Ode to the known and unknown.

Or, staying true to yourself.

Vijay Tendulkar passed away on 19 May 2008. He was (is) an icon/pillar of modern Marathi literature and theatre. Every Maharashtrian I know has spoken about him or his work only in awestruck tones. Even the Sainiks (Shiv Sena members/followers of the Thakerays). Growing up in hardcore, conservative, Marathi-speaking Girgaum, Mumbai in a family that loves its culture, with a grandfather who enjoyed movies, a grandmother who had memories about watching sangeet natak (musical plays) shows during British Raj and parents who not only attended Marathi theatre performances but also took the kids along the influence of these arts was unavoidable. I am not sure how much I have learnt/know 🙂 but every time I go back to Bombay I make it a point to see a play or watch a Marathi movie. It is like a proud and silent acknowledgement of the continuum of my language and roots that Maharashtrians patronise in spite of varying political ideologies and the North Indian/Punjabi hegemony on all popular Indian culture. But I digress.

I saw Vijay Tendulkar’s Ghashiram Kotwal in a rare season, with a lot of its original cast (Mohan Agashe as Nana Phadnavis!), many years after it had been first performed amidst controversy and Bal Thakeray’s usual windbag threats about riots because he deemed the play insulting to brahmins/upper castes. I was enthralled. This was much more than mere storytelling, rather, this was superb storytelling. Mainstream Hindi cinema and Indian films in general use songs and dances to advance a narrative, based as they are on traditional folk theatre but in Ghashiram Kotwal the style was so unique, so multi layered, so ancient and yet so modern, just like the Mahabharat and Ramayan were intended to be, that my little brain, my subconscious, decided that this is what I want to do, to be. A storyteller. When Tendulkar wrote Kamla and Kanyadaan he pissed off a lot of his communist colleagues, those fighters for democracy, equality and against all things capitalist. It was not kosher to call investigative journalists and Dalits anything else but saviours of the world and victims. Then in Sakharam Binder he took a swipe at power structure amongst liberals and how women can be enslaved in the name of liberalism . Unfortunately I have not yet watched a performance of this play. Many of his other works continue to haunt me. I remember feeling uncomfortable, not understanding how my mind had been moulded to fit the workings of a patriarchal society or that do-gooders get attached to their do-gooding which negates all the good intentions they had or that ‘victims’ seek equality but often don’t know how to deal with it or that one can become accustomed to being secondary.

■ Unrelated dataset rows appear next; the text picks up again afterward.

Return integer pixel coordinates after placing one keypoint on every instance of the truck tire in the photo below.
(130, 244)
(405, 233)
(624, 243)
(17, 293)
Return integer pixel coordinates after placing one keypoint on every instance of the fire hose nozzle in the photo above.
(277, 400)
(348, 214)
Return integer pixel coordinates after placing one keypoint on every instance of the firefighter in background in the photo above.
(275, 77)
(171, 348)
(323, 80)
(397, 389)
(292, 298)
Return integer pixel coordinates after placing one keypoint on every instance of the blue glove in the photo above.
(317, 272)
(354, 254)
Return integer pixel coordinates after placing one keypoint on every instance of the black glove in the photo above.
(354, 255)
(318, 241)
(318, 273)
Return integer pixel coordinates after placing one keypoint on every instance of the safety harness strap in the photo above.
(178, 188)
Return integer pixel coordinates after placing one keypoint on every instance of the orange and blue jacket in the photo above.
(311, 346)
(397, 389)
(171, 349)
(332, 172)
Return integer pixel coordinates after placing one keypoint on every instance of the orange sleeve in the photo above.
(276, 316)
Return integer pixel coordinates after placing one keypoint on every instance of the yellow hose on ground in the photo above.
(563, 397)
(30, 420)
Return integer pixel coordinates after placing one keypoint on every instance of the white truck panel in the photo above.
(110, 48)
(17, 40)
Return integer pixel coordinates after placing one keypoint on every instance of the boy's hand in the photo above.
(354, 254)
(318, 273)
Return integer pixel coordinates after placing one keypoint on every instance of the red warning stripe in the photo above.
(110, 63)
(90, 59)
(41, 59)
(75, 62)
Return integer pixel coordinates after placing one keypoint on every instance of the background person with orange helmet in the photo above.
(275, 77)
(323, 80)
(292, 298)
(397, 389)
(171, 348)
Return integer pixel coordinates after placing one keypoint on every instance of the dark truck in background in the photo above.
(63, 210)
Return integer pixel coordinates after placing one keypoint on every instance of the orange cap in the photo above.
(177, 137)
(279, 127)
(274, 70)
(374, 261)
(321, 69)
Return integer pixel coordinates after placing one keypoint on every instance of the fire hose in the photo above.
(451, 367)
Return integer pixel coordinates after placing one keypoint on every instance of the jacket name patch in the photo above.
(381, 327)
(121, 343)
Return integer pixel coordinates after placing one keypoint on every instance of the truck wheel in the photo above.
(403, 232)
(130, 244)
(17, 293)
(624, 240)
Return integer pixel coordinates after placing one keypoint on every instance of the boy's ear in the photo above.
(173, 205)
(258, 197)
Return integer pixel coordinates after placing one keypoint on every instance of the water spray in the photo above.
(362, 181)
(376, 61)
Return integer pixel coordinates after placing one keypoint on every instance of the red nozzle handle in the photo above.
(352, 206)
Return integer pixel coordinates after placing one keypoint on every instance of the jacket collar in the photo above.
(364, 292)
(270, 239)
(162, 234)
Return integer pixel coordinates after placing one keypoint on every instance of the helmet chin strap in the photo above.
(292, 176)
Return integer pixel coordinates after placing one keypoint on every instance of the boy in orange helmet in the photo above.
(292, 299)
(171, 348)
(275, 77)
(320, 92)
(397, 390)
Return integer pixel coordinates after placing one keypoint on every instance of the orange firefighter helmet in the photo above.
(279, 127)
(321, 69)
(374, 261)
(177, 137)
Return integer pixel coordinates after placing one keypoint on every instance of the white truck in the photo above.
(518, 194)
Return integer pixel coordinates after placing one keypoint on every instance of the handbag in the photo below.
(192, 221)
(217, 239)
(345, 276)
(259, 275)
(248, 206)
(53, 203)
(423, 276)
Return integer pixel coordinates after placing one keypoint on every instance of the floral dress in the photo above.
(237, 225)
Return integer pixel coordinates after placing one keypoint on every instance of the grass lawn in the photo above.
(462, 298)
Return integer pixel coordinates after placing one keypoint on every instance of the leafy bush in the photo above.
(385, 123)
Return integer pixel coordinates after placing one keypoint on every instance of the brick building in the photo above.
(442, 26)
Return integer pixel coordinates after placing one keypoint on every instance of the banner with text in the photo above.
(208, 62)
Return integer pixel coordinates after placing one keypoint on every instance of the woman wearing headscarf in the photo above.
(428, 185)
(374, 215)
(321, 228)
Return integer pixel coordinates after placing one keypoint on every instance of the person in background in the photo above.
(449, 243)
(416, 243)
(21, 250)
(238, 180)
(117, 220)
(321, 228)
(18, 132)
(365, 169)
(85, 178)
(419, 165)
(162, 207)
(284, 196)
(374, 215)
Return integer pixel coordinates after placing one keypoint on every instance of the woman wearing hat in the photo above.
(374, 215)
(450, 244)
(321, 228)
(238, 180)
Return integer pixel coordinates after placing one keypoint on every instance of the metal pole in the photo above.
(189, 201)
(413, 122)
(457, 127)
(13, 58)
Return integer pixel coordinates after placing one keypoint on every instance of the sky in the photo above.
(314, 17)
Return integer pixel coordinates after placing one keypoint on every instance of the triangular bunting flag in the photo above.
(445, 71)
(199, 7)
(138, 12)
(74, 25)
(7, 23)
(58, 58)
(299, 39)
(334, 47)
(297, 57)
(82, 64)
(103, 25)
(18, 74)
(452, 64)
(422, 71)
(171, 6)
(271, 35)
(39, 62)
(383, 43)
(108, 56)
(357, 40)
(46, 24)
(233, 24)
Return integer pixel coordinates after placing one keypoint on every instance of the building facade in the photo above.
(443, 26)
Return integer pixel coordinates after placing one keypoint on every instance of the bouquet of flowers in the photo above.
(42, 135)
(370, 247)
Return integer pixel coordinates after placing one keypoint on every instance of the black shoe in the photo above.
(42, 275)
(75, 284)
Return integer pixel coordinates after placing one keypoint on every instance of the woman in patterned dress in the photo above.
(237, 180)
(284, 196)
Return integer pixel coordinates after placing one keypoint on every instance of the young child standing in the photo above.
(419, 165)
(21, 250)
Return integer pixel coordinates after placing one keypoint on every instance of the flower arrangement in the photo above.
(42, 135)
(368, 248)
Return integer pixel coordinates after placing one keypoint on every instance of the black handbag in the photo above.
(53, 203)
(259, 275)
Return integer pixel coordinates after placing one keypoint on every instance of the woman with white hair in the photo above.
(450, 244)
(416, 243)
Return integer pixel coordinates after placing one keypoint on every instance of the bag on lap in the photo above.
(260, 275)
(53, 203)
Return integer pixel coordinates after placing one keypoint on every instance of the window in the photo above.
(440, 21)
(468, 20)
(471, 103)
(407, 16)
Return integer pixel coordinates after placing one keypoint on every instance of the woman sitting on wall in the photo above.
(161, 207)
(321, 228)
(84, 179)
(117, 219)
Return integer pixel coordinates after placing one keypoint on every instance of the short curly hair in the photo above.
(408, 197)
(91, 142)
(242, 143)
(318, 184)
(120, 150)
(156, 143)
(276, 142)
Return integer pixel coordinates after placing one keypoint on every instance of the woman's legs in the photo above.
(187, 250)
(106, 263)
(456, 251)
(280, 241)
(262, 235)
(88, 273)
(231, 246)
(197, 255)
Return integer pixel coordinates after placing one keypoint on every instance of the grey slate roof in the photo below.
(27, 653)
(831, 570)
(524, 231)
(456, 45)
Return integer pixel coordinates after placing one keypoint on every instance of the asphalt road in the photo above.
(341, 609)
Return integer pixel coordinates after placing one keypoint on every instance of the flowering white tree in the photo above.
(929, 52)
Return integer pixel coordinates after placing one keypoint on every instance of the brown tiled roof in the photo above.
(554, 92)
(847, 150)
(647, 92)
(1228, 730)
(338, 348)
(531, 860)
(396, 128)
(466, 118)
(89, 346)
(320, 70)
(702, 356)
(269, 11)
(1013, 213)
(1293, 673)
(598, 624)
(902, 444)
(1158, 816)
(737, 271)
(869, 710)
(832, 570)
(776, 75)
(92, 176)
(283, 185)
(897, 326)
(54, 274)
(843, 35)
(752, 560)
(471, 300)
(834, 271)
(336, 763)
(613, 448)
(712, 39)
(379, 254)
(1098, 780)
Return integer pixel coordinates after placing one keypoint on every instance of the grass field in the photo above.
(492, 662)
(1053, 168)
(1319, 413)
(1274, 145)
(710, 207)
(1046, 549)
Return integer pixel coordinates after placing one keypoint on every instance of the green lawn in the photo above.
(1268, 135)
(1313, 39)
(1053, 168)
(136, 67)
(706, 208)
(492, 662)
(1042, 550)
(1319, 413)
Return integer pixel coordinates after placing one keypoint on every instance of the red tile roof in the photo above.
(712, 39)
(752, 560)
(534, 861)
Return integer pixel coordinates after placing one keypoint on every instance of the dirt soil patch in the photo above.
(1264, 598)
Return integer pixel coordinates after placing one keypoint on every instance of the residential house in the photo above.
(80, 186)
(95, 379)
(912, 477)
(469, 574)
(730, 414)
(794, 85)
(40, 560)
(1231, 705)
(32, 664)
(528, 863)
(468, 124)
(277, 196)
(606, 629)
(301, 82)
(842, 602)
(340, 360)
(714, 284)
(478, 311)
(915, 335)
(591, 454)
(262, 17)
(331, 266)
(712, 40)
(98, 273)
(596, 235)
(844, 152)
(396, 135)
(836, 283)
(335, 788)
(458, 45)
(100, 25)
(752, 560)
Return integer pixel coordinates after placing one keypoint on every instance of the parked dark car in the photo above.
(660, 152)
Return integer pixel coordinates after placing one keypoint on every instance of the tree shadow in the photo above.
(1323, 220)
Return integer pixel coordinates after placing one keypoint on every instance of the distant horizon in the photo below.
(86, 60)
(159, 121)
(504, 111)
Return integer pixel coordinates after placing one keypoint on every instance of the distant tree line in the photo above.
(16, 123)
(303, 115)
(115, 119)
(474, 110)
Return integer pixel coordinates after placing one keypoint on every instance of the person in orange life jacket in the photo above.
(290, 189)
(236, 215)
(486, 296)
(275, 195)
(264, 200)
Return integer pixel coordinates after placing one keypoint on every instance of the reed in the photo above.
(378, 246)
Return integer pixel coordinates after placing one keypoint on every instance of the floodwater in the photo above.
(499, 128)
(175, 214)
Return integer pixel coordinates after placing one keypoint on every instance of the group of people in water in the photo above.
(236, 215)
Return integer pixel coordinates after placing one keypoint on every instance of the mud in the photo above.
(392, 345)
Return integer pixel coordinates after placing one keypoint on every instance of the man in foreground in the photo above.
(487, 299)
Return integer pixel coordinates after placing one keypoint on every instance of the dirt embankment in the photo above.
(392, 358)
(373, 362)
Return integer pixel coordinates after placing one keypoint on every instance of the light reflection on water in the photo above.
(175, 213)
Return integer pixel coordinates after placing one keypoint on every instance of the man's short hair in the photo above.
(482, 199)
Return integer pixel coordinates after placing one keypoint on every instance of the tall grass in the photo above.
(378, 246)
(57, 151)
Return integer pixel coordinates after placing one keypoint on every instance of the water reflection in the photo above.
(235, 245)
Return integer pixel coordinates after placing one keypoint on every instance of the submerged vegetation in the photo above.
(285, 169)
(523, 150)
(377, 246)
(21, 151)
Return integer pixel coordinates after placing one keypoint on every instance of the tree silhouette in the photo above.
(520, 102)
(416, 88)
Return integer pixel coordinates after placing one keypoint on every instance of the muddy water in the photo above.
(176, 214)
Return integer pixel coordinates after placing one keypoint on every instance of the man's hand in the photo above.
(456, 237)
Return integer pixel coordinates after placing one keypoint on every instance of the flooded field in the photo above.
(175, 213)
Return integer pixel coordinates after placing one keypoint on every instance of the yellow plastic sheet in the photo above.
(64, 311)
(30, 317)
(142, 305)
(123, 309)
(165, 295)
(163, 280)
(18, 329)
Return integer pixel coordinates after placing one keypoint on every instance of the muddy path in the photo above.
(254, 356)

A couple of weeks ago I heard a radio documentary on Chico Mendes. He did what he did before green-ism and environmentalism were fashionable middle class consumerist statements. So you drink chai latte at Starbucks and vote Green dahling! Anyway, I sat in my car parked on my street, reluctant to go into my warm flat because I was riveted. Chico was a leader who fought for his people, for their right to tap rubber and to save the Amazon rainforest yet he was also superstitious and completely human. He knew the enormity of what he was doing yet remained true to his roots. He was trying to save the world without the haute couture and cosmetic endorsements. Without economists with World Bank agendas.


I sort of knew Vijay Tendulkar through his work but did not know about Chico Mendes until I heard the radio documentary. They both had one quality on common. They were FEARLESS. Tendulkar had the ability to make both sides of the political spectrum uncomfortable. He spoke the truth, he analysed human behaviour and society, that no one was infallible and no one completely right. And who knows what Chico might have done or become. More than a song by Paul McCartney?

This probably reads really soppy but I feel small when I look at the work and the qualities of Vijay Tendulkar and Chico Mendes. The only thing I can manage is to be true to myself,. I think. At the cost of and risk of making The Man and The Saviour mad at me and thrive in the discomfort of it all. That then would be my ode to these great humans.